Der Kampf um den Desktop hat begonnen

Wirtschaftliche Interessen: Der aus der Außenperspektive spannendste Aspekt von Cloud Computing (als auch vieler seiner Komponenten) ist, wie die großen etablierten IT-Anbieter mit diesem potentiellen Paradigmenwechsel umgehen. Denn verbrauchs- und nutzerbasierte Geschäftsmodelle gefährden die Zukunft der etablierten Procurement- und Lizenzmodelle. Dementsprechend haben die großen IT-Anbieter und Dienstleister (wie schon bei On-demand- oder SaaS-Angeboten) zumeist nur geringes Interesse daran, wirklich bedarfsgerechte Geschäftsmodelle einzuführen. Sie handeln häufig nur dann, wenn sie dazu gezwungen werden. Die Bereitstellung von Applikationen und Dienstleistungen über das Internet bedeutet aber auch, dass dem Desktop und dem Internet-Browser eine noch wichtigere Rolle obliegen. So ist etwa die Einführung von Googles Chrome Browser (wie auch dem Android Handy-Betriebssystem) nicht unbedingt auschließlich als Breitseite gegenüber Microsoft zu verstehen, sondern vor allem als Gewährleistung dafür, dass nicht nur Internet-Seiten abgebildet werden können, sondern auch Applikationen über Clouds bereitgestellt werden können. Der Kampf um den Desktop, so scheint es, hat erst richtig begonnen.

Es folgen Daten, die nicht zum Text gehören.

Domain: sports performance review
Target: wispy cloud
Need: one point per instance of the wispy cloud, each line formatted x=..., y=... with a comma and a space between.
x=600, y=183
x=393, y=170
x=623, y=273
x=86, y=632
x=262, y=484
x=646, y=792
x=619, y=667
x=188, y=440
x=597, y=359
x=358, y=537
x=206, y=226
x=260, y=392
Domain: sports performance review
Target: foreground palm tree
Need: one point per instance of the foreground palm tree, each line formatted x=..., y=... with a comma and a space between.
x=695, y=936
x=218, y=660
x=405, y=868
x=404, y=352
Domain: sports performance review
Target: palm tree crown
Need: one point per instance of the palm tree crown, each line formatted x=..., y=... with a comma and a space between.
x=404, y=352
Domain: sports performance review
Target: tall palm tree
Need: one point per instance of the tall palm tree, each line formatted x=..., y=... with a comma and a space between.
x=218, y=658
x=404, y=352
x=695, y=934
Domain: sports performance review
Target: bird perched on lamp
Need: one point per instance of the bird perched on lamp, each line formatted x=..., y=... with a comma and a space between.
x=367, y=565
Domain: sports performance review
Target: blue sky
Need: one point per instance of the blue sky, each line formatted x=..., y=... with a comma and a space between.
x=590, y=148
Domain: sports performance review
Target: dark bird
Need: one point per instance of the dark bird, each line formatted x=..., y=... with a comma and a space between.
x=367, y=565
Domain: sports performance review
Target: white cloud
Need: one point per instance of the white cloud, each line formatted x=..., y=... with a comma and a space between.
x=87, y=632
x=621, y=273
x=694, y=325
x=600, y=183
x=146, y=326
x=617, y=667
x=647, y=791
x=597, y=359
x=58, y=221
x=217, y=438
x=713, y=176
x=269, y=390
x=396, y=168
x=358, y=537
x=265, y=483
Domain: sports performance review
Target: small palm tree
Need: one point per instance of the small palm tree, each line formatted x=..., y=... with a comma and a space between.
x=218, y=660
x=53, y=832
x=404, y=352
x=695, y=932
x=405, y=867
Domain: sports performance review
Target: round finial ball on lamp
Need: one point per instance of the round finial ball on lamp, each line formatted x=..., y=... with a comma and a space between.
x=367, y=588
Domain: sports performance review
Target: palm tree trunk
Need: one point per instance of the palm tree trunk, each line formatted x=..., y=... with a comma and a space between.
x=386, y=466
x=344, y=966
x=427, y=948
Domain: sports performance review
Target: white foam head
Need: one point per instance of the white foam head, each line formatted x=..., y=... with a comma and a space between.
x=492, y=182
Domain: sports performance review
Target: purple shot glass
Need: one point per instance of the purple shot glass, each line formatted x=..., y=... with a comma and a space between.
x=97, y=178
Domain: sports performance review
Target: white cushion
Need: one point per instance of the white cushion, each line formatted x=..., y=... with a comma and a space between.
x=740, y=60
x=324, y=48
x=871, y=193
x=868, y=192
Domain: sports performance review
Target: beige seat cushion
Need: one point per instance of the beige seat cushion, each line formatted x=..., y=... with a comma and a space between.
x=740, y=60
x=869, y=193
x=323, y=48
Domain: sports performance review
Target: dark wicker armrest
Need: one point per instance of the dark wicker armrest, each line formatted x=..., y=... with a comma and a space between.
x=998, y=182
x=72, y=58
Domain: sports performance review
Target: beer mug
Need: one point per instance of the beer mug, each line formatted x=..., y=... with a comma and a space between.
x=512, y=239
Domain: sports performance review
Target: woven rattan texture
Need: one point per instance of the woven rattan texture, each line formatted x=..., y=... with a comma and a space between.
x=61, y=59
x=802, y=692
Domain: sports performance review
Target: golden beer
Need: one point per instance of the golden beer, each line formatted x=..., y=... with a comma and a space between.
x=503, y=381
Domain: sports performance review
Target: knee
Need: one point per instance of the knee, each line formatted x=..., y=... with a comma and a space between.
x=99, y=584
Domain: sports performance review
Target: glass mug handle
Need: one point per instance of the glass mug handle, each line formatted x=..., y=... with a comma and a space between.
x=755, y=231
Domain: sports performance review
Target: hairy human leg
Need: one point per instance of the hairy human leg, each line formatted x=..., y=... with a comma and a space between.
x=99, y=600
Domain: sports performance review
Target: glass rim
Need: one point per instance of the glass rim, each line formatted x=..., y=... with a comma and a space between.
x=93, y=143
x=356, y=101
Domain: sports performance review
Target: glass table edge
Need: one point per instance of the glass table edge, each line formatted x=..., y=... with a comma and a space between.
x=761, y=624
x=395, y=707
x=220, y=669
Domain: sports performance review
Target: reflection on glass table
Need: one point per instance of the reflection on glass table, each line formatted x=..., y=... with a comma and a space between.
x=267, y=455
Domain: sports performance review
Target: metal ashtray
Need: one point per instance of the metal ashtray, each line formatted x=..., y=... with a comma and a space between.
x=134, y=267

Fazit: Der Weg in das Zeitalter von Cloud Computing ist deutlich vorgezeichnet. Das Konzept wird sich in den nächsten fünf Jahren vor allem im Infrastrukturbereich etablieren, aber nur graduell in den Applikationsbereich vorstoßen. Bleibt zu hoffen, dass die begriffliche Verwirrung durch Termini wie On-demand, SaaS, Utility, SOA oder Cloud Computing durch ganzheitliche Ansätze aufgehoben wird, die stärker auf Geschäftsprobleme als auf Technologien abheben. Und nur dann wird sich der anfängliche Bodennebel ins Zeitalter von Cloud Computing auflösen. (jha)

Zur Person

Name: Dr. Thomas Reuner

Position: Geschäftsführer

Analystenhaus: TSM Strategies, London.

Beratungsschwerpunkt: Reuner konzentriert sich auf die Bereiche IT-Services, Sourcing, Business Process Outsourcing (BPO) sowie Mobile Enterprise. Dabei vertraut er auf über 10 Jahre Erfahrung im Bereich der IT-Marktforschung und Beratung. Bevor er TSM Strategies im September 2008 gründete, bekleidete Reuner leitende Funktionen bei Gartner, KPMG Consulting, NelsonHall und IDC. Außerdem leitet er den Consulting-Bereich bei CCS Insight in London. Sein Studium der Geschichte und Germanistik an der Universität Göttingen hat Reuner mit der Promotion abgeschlossen.